Coping with a death

Getting better

The time it takes to get over a death varies. We are all different. Getting over a death can be a slow process. Time does heal though. It can be hard to agree with this when your grief is really strong. If you can think of your loved one without it hurting badly, you are through the worst of it. For some this could take years. Some people never feel that they get over a death.

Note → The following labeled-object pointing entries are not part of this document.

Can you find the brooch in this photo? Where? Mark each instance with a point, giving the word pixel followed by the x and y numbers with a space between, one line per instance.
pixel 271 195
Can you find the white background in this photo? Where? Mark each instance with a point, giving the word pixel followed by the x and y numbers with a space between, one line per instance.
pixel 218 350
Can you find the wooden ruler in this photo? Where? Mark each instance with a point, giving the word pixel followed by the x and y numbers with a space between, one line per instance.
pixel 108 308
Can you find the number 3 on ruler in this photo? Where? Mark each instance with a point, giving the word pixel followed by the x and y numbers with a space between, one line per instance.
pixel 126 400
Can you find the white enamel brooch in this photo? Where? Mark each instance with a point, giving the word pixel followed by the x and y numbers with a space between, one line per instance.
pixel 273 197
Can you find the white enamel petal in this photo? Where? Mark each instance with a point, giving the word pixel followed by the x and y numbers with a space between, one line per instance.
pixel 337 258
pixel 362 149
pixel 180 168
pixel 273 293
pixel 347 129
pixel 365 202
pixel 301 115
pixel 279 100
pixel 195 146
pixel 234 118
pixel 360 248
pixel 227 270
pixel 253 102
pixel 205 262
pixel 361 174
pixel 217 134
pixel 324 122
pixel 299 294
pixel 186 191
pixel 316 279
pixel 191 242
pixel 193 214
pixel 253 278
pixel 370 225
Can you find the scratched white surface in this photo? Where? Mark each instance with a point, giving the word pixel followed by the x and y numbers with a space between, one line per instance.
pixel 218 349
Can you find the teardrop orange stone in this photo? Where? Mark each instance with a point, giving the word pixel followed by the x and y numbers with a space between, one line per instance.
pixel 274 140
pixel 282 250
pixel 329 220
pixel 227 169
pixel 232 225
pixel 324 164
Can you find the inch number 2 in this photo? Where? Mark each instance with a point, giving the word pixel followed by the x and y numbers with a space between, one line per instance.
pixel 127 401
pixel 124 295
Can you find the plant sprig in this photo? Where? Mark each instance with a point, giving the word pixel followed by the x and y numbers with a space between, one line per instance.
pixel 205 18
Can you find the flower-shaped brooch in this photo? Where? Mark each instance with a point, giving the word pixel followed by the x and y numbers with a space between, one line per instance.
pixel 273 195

After a few months people will often find that little by little they are able to get on with their lives. They will think a bit less about the person they have lost. As time goes by things get easier. You may feel sad when you think of the dead person, but it is not as strong as before. The death doesn't seem to be the main thing in your life anymore. It may still be hard for you, but you are able to get on with your life. Some of your old interests return. You start to look into the future more instead of brooding on the past. Try not to feel guilty if you start to build a new life after a death. It is normal to rebuild your life. You should try not to see this as disloyal.

Helping yourself

Prepare for the death

  • If you can, prepare for the death. Take care of things like money issues. Say all the things you want to say, and give your loved one a chance to do the same. You may regret it if you don't take time to do this.

First few days and weeks after the death

  • Once the person has died, think about whether you want to see their body. Seeing the body can give you a chance to say goodbye. Some people may find this too hard, but it can help you later on. You may regret it if you don't. But if you don't want to see a body this will always be OK. There is no right or wrong thing to do, but think about it closely.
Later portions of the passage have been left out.